The human brain, he wrote, is seventy-five percent water. Our cells are little more than sacs in which to carry water. When we die it spills from us into the ground and air and into the stomachs of animals and is contained again in something else. The properties of liquid water are this: it holds its temperature longer than air; it is adhering and elastic; it is perpetually in motion. These are the tenets of hydrology; these are the things one should know if one is to know oneself.

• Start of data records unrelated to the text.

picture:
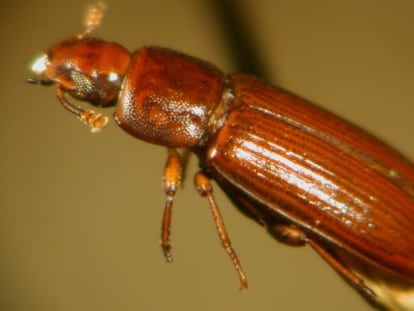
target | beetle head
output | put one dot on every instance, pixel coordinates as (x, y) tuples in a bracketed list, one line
[(89, 69)]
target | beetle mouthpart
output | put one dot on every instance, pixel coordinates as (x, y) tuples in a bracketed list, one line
[(40, 64), (94, 119), (37, 81)]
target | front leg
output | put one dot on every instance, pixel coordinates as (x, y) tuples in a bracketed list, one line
[(171, 181)]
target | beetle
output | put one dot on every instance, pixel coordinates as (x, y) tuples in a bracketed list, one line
[(306, 175)]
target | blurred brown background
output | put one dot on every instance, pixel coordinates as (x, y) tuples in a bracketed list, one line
[(80, 213)]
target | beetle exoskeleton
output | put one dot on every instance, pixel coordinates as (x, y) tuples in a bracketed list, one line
[(308, 176)]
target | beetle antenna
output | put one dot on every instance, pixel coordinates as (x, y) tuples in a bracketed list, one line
[(93, 18)]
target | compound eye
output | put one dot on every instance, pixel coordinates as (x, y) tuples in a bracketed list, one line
[(40, 64)]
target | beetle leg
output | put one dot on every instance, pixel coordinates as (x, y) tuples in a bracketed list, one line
[(205, 189), (89, 117), (171, 182), (344, 271)]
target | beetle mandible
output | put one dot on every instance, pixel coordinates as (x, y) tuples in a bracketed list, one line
[(306, 175)]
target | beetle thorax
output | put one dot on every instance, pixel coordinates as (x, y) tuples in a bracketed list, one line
[(167, 98)]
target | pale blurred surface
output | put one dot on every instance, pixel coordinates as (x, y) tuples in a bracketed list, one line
[(80, 213)]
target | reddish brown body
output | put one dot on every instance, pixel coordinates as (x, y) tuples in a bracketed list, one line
[(307, 175)]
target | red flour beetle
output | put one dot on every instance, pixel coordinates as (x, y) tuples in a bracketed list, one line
[(306, 175)]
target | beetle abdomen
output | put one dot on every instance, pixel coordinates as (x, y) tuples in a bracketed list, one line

He passed through the gate. On the boarding stairs, almost to the jet, a feeling like choking rose in his throat. He clenched his duffel and clung to the rail. A line of birds -- ground doves, perhaps -- were landing one by one in a patch of mown grass on the far side of the runway. The passengers behind him shifted restlessly. A flight attendant wrung her hands, reached for him, and escorted him into the cabin.

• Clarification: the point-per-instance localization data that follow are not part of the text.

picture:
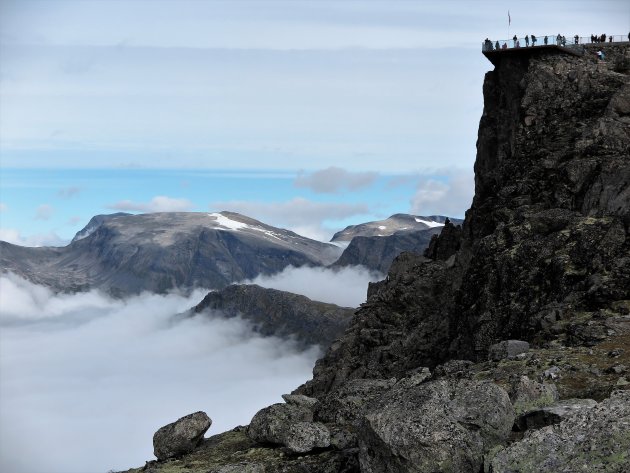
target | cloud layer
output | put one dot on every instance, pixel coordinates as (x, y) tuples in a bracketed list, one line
[(333, 180), (449, 194), (85, 380), (15, 237)]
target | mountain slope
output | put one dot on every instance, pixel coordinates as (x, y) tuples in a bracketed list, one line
[(279, 313), (159, 252), (378, 252), (389, 226), (544, 252)]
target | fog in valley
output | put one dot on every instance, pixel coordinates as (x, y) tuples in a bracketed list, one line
[(345, 286), (85, 380)]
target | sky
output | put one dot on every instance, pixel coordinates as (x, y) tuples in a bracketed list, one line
[(305, 114), (310, 115)]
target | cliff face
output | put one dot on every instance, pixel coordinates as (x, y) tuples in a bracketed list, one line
[(279, 313), (544, 251), (161, 252), (543, 257)]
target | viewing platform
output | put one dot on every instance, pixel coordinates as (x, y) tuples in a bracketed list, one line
[(576, 45)]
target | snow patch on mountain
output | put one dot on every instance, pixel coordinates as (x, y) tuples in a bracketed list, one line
[(429, 223), (226, 222)]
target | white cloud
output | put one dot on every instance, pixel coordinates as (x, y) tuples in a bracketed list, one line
[(44, 212), (333, 180), (346, 286), (449, 193), (68, 192), (158, 203), (13, 236), (300, 215), (100, 376)]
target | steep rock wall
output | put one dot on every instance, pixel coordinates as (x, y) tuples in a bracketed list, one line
[(544, 252)]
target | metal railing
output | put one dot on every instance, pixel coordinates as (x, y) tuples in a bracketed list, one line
[(548, 40)]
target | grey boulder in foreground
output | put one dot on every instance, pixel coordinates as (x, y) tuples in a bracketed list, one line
[(181, 436), (593, 439)]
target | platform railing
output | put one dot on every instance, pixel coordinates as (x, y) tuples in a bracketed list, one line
[(549, 40)]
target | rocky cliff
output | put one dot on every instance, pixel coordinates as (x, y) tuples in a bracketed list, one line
[(159, 252), (376, 244), (378, 252), (544, 252), (480, 355), (279, 313)]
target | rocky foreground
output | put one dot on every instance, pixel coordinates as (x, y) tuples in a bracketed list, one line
[(508, 350)]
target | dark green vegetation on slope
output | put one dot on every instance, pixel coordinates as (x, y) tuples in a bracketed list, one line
[(543, 256)]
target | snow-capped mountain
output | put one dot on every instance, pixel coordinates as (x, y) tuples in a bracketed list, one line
[(159, 252)]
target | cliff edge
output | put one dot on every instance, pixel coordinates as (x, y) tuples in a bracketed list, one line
[(506, 346)]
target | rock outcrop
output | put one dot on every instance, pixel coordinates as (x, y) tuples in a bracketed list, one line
[(161, 252), (543, 257), (378, 252), (593, 439), (279, 313), (444, 425), (181, 436), (544, 252), (394, 224)]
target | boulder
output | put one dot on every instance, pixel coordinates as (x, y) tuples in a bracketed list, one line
[(554, 414), (272, 424), (593, 439), (347, 403), (507, 349), (303, 437), (455, 368), (300, 400), (442, 425), (181, 436), (527, 394)]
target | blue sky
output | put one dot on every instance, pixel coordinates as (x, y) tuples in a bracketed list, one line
[(305, 114)]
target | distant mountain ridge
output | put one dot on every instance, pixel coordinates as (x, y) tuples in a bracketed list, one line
[(160, 252), (96, 222), (279, 313), (391, 225), (376, 244)]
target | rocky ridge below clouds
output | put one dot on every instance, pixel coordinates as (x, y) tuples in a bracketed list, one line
[(542, 257)]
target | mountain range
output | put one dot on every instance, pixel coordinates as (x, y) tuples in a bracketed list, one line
[(124, 254), (506, 346)]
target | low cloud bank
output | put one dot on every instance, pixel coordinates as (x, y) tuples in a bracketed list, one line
[(14, 237), (346, 286), (86, 380)]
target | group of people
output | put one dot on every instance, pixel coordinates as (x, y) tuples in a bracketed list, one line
[(600, 39), (560, 41)]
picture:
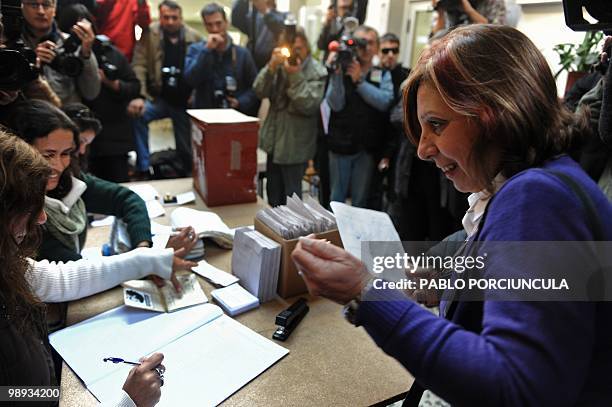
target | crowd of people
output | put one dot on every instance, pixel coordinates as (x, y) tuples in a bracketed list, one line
[(482, 116), (333, 112)]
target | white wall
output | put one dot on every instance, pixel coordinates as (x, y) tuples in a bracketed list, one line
[(545, 25), (542, 21)]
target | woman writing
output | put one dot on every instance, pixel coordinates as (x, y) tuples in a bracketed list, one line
[(482, 105), (24, 351)]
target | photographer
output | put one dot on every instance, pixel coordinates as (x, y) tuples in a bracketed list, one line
[(107, 158), (221, 72), (158, 62), (333, 27), (67, 66), (268, 27), (452, 13), (295, 85), (359, 95)]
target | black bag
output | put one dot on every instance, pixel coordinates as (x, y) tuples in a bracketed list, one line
[(166, 164)]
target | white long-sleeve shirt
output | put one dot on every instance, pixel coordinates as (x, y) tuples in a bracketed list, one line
[(58, 282)]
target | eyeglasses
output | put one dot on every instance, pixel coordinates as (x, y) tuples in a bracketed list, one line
[(387, 50), (46, 5)]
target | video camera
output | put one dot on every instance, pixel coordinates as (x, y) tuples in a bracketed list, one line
[(221, 95), (101, 46), (171, 76), (65, 61), (346, 48), (17, 62)]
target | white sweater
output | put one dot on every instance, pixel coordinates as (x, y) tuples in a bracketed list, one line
[(58, 282)]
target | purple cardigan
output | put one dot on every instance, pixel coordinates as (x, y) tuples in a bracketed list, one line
[(523, 353)]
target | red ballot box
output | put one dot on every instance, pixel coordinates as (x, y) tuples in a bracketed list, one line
[(224, 143)]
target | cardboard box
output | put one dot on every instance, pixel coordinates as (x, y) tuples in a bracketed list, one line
[(289, 281), (224, 143)]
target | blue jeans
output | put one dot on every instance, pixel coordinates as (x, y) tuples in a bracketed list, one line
[(354, 171), (156, 110)]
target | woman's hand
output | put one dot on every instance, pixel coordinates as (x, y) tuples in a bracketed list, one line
[(178, 263), (143, 383), (185, 239), (328, 270)]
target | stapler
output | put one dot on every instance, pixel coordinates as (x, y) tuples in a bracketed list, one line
[(288, 319)]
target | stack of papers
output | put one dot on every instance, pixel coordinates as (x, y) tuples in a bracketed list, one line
[(256, 261), (213, 274), (208, 355), (145, 294), (234, 299), (297, 218), (206, 224)]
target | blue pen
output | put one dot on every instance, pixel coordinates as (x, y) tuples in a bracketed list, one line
[(119, 360)]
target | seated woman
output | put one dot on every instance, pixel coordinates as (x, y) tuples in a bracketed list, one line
[(482, 105), (71, 194), (24, 349)]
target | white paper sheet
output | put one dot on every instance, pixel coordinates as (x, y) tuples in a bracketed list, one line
[(208, 356)]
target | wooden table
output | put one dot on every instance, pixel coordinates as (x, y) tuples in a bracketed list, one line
[(330, 361)]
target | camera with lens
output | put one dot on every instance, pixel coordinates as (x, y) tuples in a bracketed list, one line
[(101, 47), (171, 76), (288, 38), (221, 95), (65, 61), (17, 61), (346, 49)]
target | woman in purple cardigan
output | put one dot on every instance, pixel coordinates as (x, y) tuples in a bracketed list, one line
[(482, 104)]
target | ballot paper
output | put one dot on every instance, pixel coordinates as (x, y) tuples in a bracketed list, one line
[(234, 299), (213, 274), (161, 235), (206, 224), (146, 295), (359, 228), (297, 218), (208, 355), (152, 199), (181, 199), (256, 262)]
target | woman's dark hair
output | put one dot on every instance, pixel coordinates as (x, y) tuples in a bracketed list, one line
[(23, 178), (497, 77), (72, 14), (83, 117), (33, 119)]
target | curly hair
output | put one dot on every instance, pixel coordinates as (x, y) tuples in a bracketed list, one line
[(496, 77), (33, 119), (23, 178)]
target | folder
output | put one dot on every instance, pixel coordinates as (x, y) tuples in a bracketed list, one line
[(208, 355)]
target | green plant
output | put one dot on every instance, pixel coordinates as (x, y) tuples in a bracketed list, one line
[(579, 57)]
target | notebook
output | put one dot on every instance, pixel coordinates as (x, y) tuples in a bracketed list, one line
[(145, 294), (208, 355), (234, 299)]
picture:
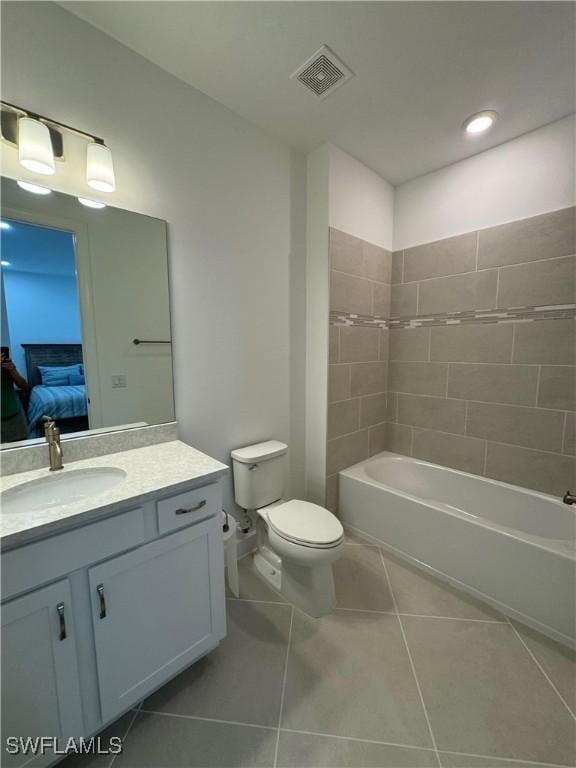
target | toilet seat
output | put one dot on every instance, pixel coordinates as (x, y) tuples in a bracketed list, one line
[(305, 524)]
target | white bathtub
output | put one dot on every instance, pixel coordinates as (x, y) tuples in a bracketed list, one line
[(513, 548)]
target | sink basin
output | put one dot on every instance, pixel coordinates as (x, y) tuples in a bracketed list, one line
[(59, 489)]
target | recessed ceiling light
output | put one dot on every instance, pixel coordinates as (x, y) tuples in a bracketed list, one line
[(91, 203), (35, 188), (480, 122)]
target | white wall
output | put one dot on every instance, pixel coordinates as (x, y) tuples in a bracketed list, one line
[(361, 201), (524, 177), (223, 186)]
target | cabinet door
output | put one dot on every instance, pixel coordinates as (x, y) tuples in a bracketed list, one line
[(155, 610), (40, 691)]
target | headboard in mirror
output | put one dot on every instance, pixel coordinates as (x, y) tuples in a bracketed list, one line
[(79, 286)]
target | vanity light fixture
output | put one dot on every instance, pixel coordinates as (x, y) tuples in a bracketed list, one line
[(34, 188), (91, 203), (480, 121), (40, 143), (99, 168), (35, 146)]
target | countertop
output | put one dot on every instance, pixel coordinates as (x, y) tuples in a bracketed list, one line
[(149, 471)]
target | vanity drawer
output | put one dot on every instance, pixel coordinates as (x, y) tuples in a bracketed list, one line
[(189, 507), (61, 554)]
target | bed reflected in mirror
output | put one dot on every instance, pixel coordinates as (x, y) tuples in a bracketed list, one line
[(85, 326)]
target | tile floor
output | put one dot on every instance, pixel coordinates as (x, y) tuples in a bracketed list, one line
[(407, 673)]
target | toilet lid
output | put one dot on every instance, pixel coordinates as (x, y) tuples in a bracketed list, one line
[(306, 523)]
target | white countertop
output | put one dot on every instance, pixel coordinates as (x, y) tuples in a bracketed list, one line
[(149, 471)]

The sensation of the plane accelerating and rising was like entering a vivid and perilous dream. He braced his forehead against the window. The ocean widened below the wing; the horizon tilted, then plunged. The plane banked and the island reemerged, lush and sudden, fringed by reef. For an instant, in the crater of Soufrière, he could see a pearly green sheet of water. Then the clouds closed, and the island was gone.
The woman in the seat next to him had produced a novel and was beginning to read. The airplane climbed the troposphere. Tiny fronds of frost were growing on the inner pane of the window. Behind them the sky was dazzling and cold. He blinked and wiped his glasses with his sleeve. They were climbing into the sun.